Last Updated Jun 23, 2010 8:28 PM EDT
The judge granted Google's motion for summary judgment based on the Digital Millennium Copyright Act safe harbor provisions.
Viacom-Google summary judgement opinion Cutting through the legalese, Google followed the letter of the DMCA. It provided a platform on which users could post and access material, and did not monitor the content, but accepted infringement complaints and removed material that infringed copyright.
Viacom wanted to convince the court that Google should have known and liked to make advertising money off its video clips that appeared on YouTube -- which was nothing compared to the enormous volume uploaded every day. It wanted the court to treat Google differently than the law specified, and so was disappointed.
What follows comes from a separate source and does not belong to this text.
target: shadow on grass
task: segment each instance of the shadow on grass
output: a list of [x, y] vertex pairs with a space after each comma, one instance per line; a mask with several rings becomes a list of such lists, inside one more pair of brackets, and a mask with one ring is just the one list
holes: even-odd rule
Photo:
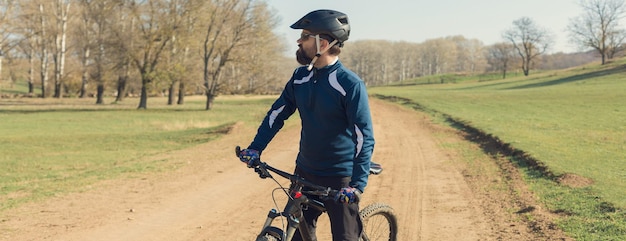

Viacom didn't use common sense and didn't think through how strongly the law stood on Google's side. This was a classic case of a corporate pissing match. Had Viacom executives really been interested in the welfare of the company, they'd have realized that trying to stop out all cases of infringement would be impossible. Instead of doing the impossible, they would have focused on the possible -- setting up their own clips on YouTube, sharing ad revenue with the large audiences that Google could provide, and then using links to bring consumers to Viacom's own site for complete programs and accompanying advertising. They could have turned the situation into a business triumph. Only, winning the ego game was more important, and, as a result, Viacom lost it all.